Danang: Where bunker meets beach

By Aviva West Thu Feb 24, 2011 6:13am EST

1 of 2. The hazard-strewn par 3 16th at 692-acre Dunes Course, Danang Golf Club is pictured in this undated photo.

Credit: Reuters/HANDOUT/CLAIRE WILEY

By Aviva West (Reuters.com) - When it comes to R&R, Danang still hasn't lost its touch. In the city's post-war evolution, first came the tourists, then the swank resorts. Finally, the pro golf courses arrived.

Vietnam's fourth-largest city and its central region's most important sea port, Danang is best remembered for its role as host to a U.S. airbase during the Vietnam War. "China Beach", as it was known, earned a reputation as a fun-in-the-sun stop-off at the very doorway to the war.

More than 25 years later, this beach city has shaken off its wartime past. Long gone are the surfing G.I.s and whirring helicopter blades. In their place are brightly painted hotels, broad boulevards and the occasional beach tout.

And golf pros. Two-time British Open winner Greg Norman may not have been the first professional golfer to build a course in Vietnam, but his creation has certainly shaken the competition.

In May 2010, the Norman-crafted, 692-acre Dunes Course at the Danang Golf Club (here) opened to widespread acclaim. Vietnam's most-lauded course, the 7,160-yard, 18-hole, links-style layout features fast fairways, rugged sand dunes and wild, blown out bunkers that trundle down to a stunning stretch of sandy white coast.

Described as one of the most unique layouts in Southeast Asia, Dunes was designed in the spirit of the world's best links -- Moonah Course at The National in Australia and Doonbeg in Ireland -- two other award-winning Norman designs.

Among the standout experiences at Dunes, the signature par 3 16th offers a vista that players can be forgiven for taking their time to enjoy; from the tee, the view is Vietnam at its finest. A gentle surf laps at a white sand beach as long-tailed fishing boats glide past rocky islands in the distance.

To the east are the sparkling blue waters of the South China Sea and the jungle-covered peaks of the nearby Cham Islands, starting point for some of the country's best scuba diving. Just south and inland stand the fabled Marble Mountains, home to a series of Buddhist temples carved deep into the dramatic grottoes and caves.

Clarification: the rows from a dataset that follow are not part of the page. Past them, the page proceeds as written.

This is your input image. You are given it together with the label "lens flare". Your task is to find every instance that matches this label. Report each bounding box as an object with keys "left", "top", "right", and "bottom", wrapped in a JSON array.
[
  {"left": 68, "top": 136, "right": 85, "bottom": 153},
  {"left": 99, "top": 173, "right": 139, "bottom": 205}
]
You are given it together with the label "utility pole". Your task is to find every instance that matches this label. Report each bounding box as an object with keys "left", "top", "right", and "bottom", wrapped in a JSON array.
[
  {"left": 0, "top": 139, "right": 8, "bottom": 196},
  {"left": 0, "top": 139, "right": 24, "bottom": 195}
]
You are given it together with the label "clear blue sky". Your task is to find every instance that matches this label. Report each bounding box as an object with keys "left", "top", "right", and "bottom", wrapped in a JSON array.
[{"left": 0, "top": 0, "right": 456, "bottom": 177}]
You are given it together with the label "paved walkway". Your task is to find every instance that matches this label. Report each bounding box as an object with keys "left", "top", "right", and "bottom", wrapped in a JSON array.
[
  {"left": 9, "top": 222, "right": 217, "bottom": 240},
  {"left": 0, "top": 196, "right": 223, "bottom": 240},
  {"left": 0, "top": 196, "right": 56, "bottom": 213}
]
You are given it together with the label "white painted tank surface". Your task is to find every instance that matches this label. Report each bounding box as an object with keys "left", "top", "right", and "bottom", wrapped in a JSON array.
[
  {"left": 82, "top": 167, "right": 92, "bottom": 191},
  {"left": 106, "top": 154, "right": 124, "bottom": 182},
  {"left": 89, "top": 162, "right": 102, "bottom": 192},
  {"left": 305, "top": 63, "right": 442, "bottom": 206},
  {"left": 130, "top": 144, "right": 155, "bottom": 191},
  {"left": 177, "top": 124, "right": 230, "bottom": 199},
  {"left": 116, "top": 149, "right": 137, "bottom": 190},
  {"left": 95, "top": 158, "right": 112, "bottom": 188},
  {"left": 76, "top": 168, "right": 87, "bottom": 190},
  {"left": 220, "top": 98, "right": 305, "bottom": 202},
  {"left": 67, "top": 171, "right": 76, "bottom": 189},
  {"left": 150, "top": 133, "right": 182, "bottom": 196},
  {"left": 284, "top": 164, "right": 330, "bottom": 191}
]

Reviews of Dunes have also praised its generous fairways and restrained use of water. Despite the roomy atmosphere, so many built-up waste areas demand accuracy if a good score is to be earned. In homage to history, an authentic French bunker remains nestled between the 16th and 17th holes, a preserved reminder of colonial times (rumour has it there are plans to turn it into a concession stand).

Until 1986, when Hanoi officially opened the door to capitalism, the Communist party had frowned on golf as an irrelevant indulgence of the bourgeoisie. In the past decade, though, the Communist elite have bestowed its full blessing on the game as both a symbol and tool of the country's rapid modernisation.

Cadres who could afford it were quick to take up the game; if you're on a Vietnamese fairway, chances are that the gentleman on the next tee wields significant authority. With green fees at $75-99 for a weekday and $125-149 for a weekend, the average Vietnamese, who earns less than $1,300 per year, will never swing a club.

To serve this burgeoning class of local and foreign golferati, the Danang Golf Club recently soft-opened a semi-private 3,800-sq-m clubhouse. Boasting an excess of glass and metalwork, its café and restaurant are popular with businessmen from Japan, Singapore, Korea and China -- Vietnam's primary investment partners. "Full service" operations are expected by April 1.

Blissfully cool and quiet, the shrink-wrapped newness of the clubhouse and the wild luxury of the course offer an emblematic glimpse into today's Vietnam. Swing by swing and hole by hole, Danang is pushing forward with its vision for a new era of R&R.

Getting there: Danang International Airport is 3 km from the city centre and serves flights from within Vietnam as well as from China, Singapore, Taiwan, Thailand, Cambodia and Malaysia.

Staying there: The Furama Resort (www.furamavietnam.com/welcome) is the best, but also recommended are Sandy Beach Resort (here) and Life Resort Danang (here).

Three more top Vietnam golf courses:

Da Lat Palace Golf Club (www.dalatpalacegolf.vn) Located in the town of Da Lat, a former French hill station 310km from Saigon, this is Vietnam's first golf course. Well-reviewed, the course sits 5,000 feet above sea level, with a historic stone mansion for a clubhouse.

Chi Linh StarGolf and Country Club (here) Located an hour outside of Hanoi, this 18-hole course first opened in 2003, and is especially popular with the Politburo and Japanese businessmen. Features full amenities but is best visited in the dry summer months.

Montgomerie Links Golf Resort (www.montgomerielinks.com) Located literally next door to The Dunes Course, this Colin Montgomerie-designed layout features a more manicured 18 holes. Pair a round at the Dunes with one here for the full golf experience.